Während die vier Gefährten, die eher eine Zwangsgemeinschaft als eine eingeschworene Abenteurertruppe sind, sich auf den Weg ins Nebelreich machen, um die mächtige Ililiané zu finden, die Zauberin, die damals mit Tymurs Ahnherrn Damar den Dämon La-Esh-Amon-Ri in die Schriftrolle bannte, entspinnt sich zwischen den Gefährten ein gelungenes Charakterspiel aus Vertrauen und Zurückweisung, Eigennutz und Hilfsbereitschaft, Vorwürfen und Verzeihen. Und es zeigt sich, dass jeder der Vier seine beziehungsweise ihre ganz eigenen Dämonen mit sich herumschleppt, heißen sie nun La-Esh-Amon-Ri, Wein und Katzenkraut, Loyalität und Liebe oder Wissen, Macht und unbändiger Ehrgeiz.
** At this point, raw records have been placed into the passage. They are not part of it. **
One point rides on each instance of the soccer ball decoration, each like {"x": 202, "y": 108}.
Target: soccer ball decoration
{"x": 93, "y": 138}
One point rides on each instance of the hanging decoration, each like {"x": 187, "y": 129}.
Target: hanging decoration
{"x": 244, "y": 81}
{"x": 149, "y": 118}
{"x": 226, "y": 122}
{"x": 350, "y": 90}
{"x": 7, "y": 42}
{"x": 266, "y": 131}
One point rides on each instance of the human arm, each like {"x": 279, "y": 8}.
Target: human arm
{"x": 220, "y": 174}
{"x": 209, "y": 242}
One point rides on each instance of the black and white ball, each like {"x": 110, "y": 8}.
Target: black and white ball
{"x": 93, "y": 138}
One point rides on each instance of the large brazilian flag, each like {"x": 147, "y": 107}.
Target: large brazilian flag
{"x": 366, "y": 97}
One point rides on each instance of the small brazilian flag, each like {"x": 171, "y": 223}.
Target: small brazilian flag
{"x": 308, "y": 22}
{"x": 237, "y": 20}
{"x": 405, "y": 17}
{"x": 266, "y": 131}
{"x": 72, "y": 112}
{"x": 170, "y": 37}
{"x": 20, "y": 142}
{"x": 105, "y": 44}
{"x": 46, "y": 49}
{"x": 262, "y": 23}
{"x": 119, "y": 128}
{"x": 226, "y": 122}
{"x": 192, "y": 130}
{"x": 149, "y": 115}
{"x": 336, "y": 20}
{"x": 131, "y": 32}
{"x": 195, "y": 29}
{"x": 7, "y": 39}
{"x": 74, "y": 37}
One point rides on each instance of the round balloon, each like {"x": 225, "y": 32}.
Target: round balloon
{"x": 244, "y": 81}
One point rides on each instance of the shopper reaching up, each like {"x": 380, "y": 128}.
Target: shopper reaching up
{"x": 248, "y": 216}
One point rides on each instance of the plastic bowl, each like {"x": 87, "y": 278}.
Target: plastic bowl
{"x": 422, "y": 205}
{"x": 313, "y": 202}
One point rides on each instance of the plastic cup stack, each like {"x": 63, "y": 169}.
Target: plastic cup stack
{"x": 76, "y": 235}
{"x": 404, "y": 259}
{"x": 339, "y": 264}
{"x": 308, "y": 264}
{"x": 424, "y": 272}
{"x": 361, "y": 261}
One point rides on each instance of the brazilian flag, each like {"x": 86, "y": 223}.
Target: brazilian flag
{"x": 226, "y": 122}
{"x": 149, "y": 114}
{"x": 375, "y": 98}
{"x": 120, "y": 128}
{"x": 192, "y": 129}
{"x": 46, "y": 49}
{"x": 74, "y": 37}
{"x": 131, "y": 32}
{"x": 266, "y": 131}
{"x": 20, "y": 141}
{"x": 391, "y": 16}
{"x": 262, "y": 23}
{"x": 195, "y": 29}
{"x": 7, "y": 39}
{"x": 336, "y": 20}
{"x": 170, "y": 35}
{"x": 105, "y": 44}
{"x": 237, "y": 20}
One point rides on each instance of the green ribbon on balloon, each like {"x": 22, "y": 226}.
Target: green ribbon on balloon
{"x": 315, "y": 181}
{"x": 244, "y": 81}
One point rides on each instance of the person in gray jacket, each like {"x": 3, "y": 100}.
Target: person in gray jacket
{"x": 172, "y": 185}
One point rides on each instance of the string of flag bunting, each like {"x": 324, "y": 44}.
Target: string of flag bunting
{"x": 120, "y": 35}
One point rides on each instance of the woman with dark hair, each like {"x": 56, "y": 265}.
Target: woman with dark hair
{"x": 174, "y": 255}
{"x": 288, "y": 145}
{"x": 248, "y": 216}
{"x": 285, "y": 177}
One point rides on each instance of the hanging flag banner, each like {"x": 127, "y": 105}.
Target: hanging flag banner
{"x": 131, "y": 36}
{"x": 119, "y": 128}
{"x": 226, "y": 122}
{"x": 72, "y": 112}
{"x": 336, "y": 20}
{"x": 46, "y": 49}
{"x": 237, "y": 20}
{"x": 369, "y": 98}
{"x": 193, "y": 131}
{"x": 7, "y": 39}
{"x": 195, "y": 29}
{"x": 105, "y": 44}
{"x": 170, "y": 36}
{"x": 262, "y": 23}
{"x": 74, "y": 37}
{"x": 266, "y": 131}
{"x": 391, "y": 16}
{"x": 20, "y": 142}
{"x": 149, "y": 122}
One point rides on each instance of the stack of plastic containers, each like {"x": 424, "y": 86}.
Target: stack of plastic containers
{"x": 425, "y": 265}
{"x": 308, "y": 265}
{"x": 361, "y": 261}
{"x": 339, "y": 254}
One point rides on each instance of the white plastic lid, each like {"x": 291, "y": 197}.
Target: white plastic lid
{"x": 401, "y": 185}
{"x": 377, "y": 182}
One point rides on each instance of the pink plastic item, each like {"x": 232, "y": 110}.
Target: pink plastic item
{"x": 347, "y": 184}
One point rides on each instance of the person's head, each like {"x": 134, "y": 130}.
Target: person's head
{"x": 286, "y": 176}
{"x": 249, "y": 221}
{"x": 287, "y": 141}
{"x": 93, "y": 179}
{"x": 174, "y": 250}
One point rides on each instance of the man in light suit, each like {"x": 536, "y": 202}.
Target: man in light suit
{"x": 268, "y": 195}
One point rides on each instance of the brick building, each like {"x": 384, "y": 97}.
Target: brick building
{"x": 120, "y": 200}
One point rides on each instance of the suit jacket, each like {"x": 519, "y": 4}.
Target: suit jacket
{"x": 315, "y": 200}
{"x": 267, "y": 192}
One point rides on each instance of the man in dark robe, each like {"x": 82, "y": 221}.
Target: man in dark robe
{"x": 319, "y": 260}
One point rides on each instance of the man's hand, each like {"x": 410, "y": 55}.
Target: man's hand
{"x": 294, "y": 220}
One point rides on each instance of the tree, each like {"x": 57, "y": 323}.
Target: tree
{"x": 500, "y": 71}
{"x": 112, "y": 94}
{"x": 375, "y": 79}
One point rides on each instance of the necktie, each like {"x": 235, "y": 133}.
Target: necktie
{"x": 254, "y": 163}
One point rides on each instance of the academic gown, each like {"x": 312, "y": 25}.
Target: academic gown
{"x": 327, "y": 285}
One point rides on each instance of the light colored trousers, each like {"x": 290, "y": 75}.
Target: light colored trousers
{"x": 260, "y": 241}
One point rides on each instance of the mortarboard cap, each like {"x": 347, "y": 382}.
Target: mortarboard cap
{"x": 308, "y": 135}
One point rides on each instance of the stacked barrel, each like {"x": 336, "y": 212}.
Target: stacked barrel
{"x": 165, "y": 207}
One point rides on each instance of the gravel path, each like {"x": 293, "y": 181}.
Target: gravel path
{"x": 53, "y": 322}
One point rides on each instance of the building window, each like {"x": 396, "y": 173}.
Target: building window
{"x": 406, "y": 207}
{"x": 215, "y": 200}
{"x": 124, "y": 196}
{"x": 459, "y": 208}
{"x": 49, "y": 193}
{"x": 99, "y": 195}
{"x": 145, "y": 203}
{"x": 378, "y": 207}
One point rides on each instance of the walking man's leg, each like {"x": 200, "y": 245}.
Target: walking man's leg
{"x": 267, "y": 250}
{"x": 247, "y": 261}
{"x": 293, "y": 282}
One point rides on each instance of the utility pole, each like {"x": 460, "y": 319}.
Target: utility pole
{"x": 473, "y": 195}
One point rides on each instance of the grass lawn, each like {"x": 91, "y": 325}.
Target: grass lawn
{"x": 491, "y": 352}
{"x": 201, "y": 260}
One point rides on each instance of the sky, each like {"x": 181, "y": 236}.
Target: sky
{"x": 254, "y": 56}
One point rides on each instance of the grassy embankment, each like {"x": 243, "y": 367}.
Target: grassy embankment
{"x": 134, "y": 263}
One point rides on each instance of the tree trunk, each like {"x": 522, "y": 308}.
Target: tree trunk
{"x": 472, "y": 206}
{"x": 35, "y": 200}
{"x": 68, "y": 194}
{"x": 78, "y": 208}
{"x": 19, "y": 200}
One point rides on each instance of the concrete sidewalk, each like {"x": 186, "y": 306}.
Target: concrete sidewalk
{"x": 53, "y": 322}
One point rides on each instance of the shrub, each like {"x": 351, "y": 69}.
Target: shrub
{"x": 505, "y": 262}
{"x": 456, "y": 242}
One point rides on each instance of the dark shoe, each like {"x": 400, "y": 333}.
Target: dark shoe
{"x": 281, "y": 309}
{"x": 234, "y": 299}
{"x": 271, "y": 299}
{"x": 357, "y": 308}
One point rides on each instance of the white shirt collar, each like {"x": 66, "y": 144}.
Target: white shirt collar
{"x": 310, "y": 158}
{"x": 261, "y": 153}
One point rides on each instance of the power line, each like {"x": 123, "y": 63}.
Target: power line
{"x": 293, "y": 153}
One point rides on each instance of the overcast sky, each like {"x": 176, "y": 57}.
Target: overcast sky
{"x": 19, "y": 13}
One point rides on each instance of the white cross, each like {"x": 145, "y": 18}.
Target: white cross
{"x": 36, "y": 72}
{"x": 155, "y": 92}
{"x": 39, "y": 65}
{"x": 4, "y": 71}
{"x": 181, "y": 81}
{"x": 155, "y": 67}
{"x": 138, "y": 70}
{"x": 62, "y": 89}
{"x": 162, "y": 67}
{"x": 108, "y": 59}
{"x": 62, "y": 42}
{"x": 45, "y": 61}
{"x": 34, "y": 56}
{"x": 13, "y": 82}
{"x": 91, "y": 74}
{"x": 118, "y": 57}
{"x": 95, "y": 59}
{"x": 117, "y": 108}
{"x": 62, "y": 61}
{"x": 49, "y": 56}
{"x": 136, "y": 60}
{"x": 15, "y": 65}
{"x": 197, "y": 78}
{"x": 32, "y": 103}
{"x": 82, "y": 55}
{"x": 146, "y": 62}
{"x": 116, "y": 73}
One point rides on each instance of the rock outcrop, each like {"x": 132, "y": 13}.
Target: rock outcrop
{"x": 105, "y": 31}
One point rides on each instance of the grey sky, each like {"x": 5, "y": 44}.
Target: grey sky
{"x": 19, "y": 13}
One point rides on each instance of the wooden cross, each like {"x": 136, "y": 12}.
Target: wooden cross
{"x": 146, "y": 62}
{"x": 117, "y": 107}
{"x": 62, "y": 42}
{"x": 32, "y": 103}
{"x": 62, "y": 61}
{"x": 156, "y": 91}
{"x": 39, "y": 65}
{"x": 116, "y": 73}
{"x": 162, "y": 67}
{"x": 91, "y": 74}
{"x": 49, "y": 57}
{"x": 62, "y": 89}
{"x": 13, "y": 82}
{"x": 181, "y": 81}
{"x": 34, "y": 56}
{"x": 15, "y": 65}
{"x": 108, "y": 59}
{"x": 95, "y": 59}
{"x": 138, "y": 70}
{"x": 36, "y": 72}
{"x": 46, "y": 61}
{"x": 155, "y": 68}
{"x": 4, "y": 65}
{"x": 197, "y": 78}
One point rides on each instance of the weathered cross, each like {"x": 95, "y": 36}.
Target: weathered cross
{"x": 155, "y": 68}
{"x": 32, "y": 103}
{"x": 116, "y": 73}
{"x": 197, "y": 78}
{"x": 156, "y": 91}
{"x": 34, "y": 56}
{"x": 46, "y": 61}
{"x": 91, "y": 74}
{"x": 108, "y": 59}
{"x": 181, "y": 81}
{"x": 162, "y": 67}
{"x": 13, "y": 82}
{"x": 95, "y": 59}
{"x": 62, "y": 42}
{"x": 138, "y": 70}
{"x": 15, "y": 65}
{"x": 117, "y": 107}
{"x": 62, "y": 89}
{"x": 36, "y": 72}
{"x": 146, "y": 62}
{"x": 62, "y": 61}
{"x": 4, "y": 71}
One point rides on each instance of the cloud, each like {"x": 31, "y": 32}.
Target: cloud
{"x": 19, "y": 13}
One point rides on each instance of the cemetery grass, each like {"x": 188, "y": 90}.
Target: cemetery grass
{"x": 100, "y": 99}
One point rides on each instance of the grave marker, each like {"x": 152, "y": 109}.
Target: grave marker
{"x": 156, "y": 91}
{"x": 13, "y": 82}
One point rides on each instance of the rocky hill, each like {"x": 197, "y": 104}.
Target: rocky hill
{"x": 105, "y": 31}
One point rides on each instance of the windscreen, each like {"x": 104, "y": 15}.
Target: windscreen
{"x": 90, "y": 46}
Fast könnte man meinen, in den vier Gefährten gibt sich eine Abordnung von Todsünden die Ehre und versucht, irgendwie die Welt zu retten – jeder auf seine Weise, jeder mit seiner oder ihrer ganz eigenen Motivation und mit ganz eigenen Zielen.

Der Roman endet mit einer überraschenden Wendung, mit der ich so nicht gerechnet habe – da bin ich Maja Ilisch komplett in die Falle gerannt. Ich warne: wer dieses Buch liest und sich in die Figuren verliebt, so wie ich es getan habe, wird am Ende fingernägelkauend da sitzen und sich genötigt fühlen, der Autorin jeden Tag eine Mail mit der Frage Wann geht es weiter? zu schicken.  Ich habe mich mit viel Freude in die abenteuerliche Reise von Kev und Tymur gestürzt. Und falls jemand Tymur schütteln möchte: stellt euch hinten an. Ich zuerst.